Assessment & Research

Ageing in Rett syndrome.

Cianfaglione et al. (2016) · Journal of intellectual disability research : JIDR 2016
★ The Verdict

Expect steady skills but rising mood, dental, and gut problems as your Rett clients grow older.

✓ Read this if BCBAs serving teens or adults with Rett syndrome in day or residential programs.
✗ Skip if Clinicians working only with young children or non-Rett populations.

01Research in Context

01

What this study did

Erickson et al. (2016) followed people with Rett syndrome as they aged. They tracked adaptive skills, repetitive behaviors, mood, teeth, and stomach health over time.

The team used parent reports and medical charts. They wanted to see which problems stay the same and which get worse.

02

What they found

Adaptive living skills and hand stereotypies stayed flat. Mood and interest in activities dipped. Dental and gut troubles grew worse.

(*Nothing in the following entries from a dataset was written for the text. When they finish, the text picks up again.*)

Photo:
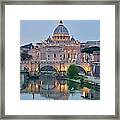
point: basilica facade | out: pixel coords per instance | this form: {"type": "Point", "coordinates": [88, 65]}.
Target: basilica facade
{"type": "Point", "coordinates": [59, 50]}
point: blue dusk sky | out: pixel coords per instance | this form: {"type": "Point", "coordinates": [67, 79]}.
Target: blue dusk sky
{"type": "Point", "coordinates": [32, 31]}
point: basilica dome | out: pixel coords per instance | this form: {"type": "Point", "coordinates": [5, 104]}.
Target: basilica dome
{"type": "Point", "coordinates": [61, 33]}
{"type": "Point", "coordinates": [61, 29]}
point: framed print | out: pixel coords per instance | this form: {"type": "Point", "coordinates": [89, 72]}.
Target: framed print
{"type": "Point", "coordinates": [60, 60]}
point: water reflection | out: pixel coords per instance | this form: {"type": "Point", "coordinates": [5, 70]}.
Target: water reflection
{"type": "Point", "coordinates": [50, 87]}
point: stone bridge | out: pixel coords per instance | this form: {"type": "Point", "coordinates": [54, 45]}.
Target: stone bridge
{"type": "Point", "coordinates": [53, 66]}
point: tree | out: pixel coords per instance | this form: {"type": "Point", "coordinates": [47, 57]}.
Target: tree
{"type": "Point", "coordinates": [73, 71]}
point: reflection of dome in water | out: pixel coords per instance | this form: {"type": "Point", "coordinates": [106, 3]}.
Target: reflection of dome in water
{"type": "Point", "coordinates": [61, 29]}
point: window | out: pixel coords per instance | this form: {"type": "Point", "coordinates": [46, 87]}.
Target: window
{"type": "Point", "coordinates": [54, 55]}
{"type": "Point", "coordinates": [64, 56]}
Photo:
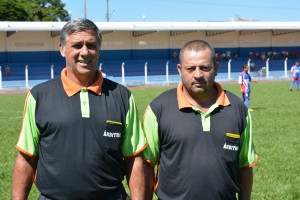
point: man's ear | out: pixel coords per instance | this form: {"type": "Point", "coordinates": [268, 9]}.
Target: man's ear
{"type": "Point", "coordinates": [216, 68]}
{"type": "Point", "coordinates": [179, 69]}
{"type": "Point", "coordinates": [62, 49]}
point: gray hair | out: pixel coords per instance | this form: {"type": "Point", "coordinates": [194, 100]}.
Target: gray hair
{"type": "Point", "coordinates": [79, 25]}
{"type": "Point", "coordinates": [197, 45]}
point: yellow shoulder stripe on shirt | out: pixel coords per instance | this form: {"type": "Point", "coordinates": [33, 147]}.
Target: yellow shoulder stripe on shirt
{"type": "Point", "coordinates": [233, 135]}
{"type": "Point", "coordinates": [113, 122]}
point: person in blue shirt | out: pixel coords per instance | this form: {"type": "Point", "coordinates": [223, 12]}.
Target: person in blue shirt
{"type": "Point", "coordinates": [295, 74]}
{"type": "Point", "coordinates": [244, 83]}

In short: behavior held steady, but health and happiness slipped.

03

How this fits with other research

Waller et al. (2010) saw the opposite in Down syndrome. When adults there lost thinking skills, behavior also slid. Rett adults kept behavior stable even while health sank.

Tsao et al. (2015) found wide swings in aging Down adults. Some stayed sharp, others dropped fast. Rett showed less person-to-person spread.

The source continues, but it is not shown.